Massalin and Pu disclose a collection of DCAS-based concurrent algorithms. See e.g., H. Massalin and C. Pu, A Lock-Free Multiprocessor OS Kernel, Technical Report TR CUCS-005-9, Columbia University, New York, N.Y., 1991, pages 1–19. In particular, Massalin and Pu disclose a lock-free operating system kernel based on the DCAS operation offered by the Motorola 68040 processor, implementing structures such as stacks, FIFO-queues, and linked lists. Unfortunately, the disclosed algorithms are centralized in nature.
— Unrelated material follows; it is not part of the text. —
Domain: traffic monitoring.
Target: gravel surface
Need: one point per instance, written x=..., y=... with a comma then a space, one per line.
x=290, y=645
In particular, the DCAS is used to control a memory location common to all operations, and therefore limits overall concurrency.
Greenwald discloses a collection of DCAS-based concurrent data structures that improve on those of Massalin and Pu. See e.g., M. Greenwald. Non-Blocking Synchronization and System Design, Ph.D. thesis, Stanford University Technical Report STAN-CS-TR-99-1624, Palo Alto, Calif., 8 1999, 241 pages. In particular, Greenwald discloses implementations of the DCAS operation in software and hardware and discloses two DCAS-based concurrent double-ended queue (deque) algorithms implemented using an array. Unfortunately, Greenwald's algorithms use DCAS in a restrictive way. The first, described in Greenwald, Non-Blocking Synchronization and System Design, at pages 196–197, used a two-word DCAS as if it were a three-word operation, storing two deque end pointers in the same memory word, and performing the DCAS operation on the two pointer word and a second word containing a value. Apart from the fact that Greenwald's algorithm limits applicability by cutting the index range to half a memory word, it also prevents concurrent access to the two ends of the deque. Greenwald's second algorithm, described in Greenwald, Non-Blocking Synchronization and System Design, at pages 217–220) assumes an array of unbounded size, and does not deal with classical array-based issues such as detection of when the deque is empty or full.
Arora et al. disclose a CAS-based deque with applications in job-stealing algorithms. See e.g., N. S. Arora, Blumofe, and C. G. Plaxton, Thread Scheduling For Multiprogrammed Multiprocessors, in Proceedings of the 10th Annual ACM Symposium on Parallel Algorithms and Architectures, 1998. Unfortunately, the disclosed non-blocking implementation restricts one end of the deque to access by only a single processor and restricts the other end to only pop operations.
Accordingly, improved techniques are desired that do not suffer from the above-described drawbacks of prior approaches.